Ghana’s cost of living crisis isn’t just about rising prices. It also has to do with static incomes and depreciating savings. Everything is going up except salaries. Then there’s the small matter of a government that has not helped ease the misery of Ghanaians with its insincere posturing.

While key factors driving up the cost of living are global, Ghanaians are frankly tired of officials that hold up the COVID-19 pandemic and more recently, the war in Ukraine, as the reason for the prevailing despair.

What would be a change of pace will be for the government to acknowledge failings in critical areas during its six years in power. We are a far cry from the days when Ghana’s President, Nana Akufo-Addo, proclaimed that his administration had “the men” to protect the public purse, secure an economic turnaround and usher in an era of industrialization and prosperity.

Now, all Ghanaians have are slogans like ‘One District, One Factory’ and ‘Planting for Food and Jobs’ that elicit scorn instead of hope. For most Ghanaians, we live in a utopia of development and progress – but only on paper, because we are great at identifying problems and formulating inspiring manifestos and development plans. The reality, however, feels like a gyre of curses and misfortune.

The buck always stops with leadership. What Ghanaians see when they look to theirs for empathy and direction is a complete lack of it. Consider the picture of citizens commuting in chunks of tetanus on a daily basis as President Akufo-Addo came under fire for obscene amounts spent on a luxury jet for travel.

The symbol of government insensitivity in recent months has, however, been the new and controversial 1.5 percent tax on all electronic transactions above 100 Ghana cedis ($13). For those already paying income tax, one understands why the levy is considered cruel double taxation. But the government’s commitment to the taxes on fuel is the bigger cruelty for me.

Fuel is viewed as having the most consequential ripple effect on the cost of living. Part of this is because the tax build-up of finished fuel products, sometimes described as nuisance taxes, make up about 29% of what Ghanaians pay. When fuel prices go up, so do transport prices, and then food, and then commerce becomes the wild west.

In one of the more infuriating recent developments, public school feeding caterers, who serve vulnerable and poor kids, have had to protest to demand an increase in the current daily allocation of 0.97 Ghana cedis ($0.13) per child. Unconscionable.

Just when Ghanaians thought things could not get any worse, the utility companies distributing electricity and water popped up like horsemen of the apocalypse, indicating they want a 148% and 334% increase in tariffs, respectively. With a lot of Ghanaians and businesses already stretched thin, this could be a killing blow.

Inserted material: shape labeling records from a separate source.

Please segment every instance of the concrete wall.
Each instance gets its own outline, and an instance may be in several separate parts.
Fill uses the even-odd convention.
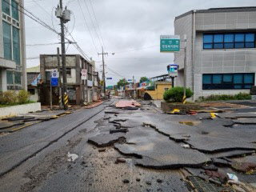
[[[31,94],[30,100],[32,102],[38,102],[39,101],[39,93],[38,93],[38,87],[30,87],[30,89],[34,89],[34,94]]]
[[[256,11],[197,13],[196,30],[255,29],[255,18]]]
[[[203,90],[202,74],[255,73],[255,49],[203,50],[202,32],[197,33],[195,42],[194,85],[196,86],[194,90],[195,98],[210,94],[250,92],[248,90]]]
[[[162,100],[163,94],[165,93],[166,89],[170,89],[170,88],[171,88],[171,83],[157,82],[156,88],[154,90],[146,90],[146,93],[148,93],[154,100],[154,99]]]
[[[17,2],[21,4],[22,6],[24,6],[24,1],[23,0],[17,0]],[[18,66],[16,69],[16,65],[14,67],[13,64],[11,65],[11,67],[6,67],[4,66],[4,60],[2,59],[0,61],[2,72],[1,74],[2,75],[0,76],[2,78],[2,85],[1,85],[1,90],[2,91],[6,91],[7,90],[7,84],[6,84],[6,69],[7,68],[13,68],[16,69],[18,72],[22,72],[22,89],[26,90],[27,85],[26,85],[26,37],[25,37],[25,18],[24,14],[19,12],[19,30],[20,30],[20,54],[21,54],[21,62],[20,66]],[[4,57],[4,50],[3,50],[3,33],[2,33],[2,1],[0,2],[0,58],[3,58]],[[10,61],[12,62],[12,61]],[[10,62],[9,62],[10,63]],[[3,65],[2,65],[3,64]]]
[[[192,87],[192,14],[176,19],[174,22],[174,34],[181,36],[181,41],[184,41],[184,34],[186,34],[186,86]],[[178,78],[175,78],[176,86],[183,86],[184,69],[184,48],[185,42],[181,42],[181,50],[174,54],[174,63],[179,65]]]
[[[29,112],[35,112],[37,110],[41,110],[40,102],[2,107],[0,108],[0,118],[25,114]]]
[[[255,18],[256,10],[198,10],[195,12],[194,31],[193,11],[175,19],[175,34],[181,37],[187,34],[186,85],[194,92],[194,100],[199,96],[210,94],[249,93],[248,90],[202,90],[202,74],[256,72],[256,49],[203,50],[203,33],[255,31]],[[175,86],[183,86],[184,51],[175,54],[174,59],[174,63],[179,65],[181,69]]]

Ghana’s social emergency is all too real, and it is high time the current government acknowledged how false promises have intensified this crisis. Flagship programs that were supposed to address fundamental issues like food security are bearing rotten fruits. Ghana wouldn’t be depending this much on imports and crippling the Ghanaian cedi if a policy like ‘Planting for Food and Jobs’ was working.

Because of this, Ghana’s main agricultural worker’s union talks like Ghana an Old Testament famine is about to befall Ghana. Who can blame them? As the weeks go by, I doubt them less.

But as Ghanaians hold the government to the fire and demand accountability, they must also hold a mirror to themselves. Perhaps it is time Ghanaians finally prove Kwame Nkrumah right for saying “Ghanaians are not timid people… They may be slow to anger and may take time to organize and act. But once they are ready, they strike and strike hard.”

Like the distressing scenes in Sri Lanka, we must not swat at this crisis with despair. Instead, our feet should become one with the streets as we voice our anger at the government’s incompetence and demand a leadership that treats its people with dignity.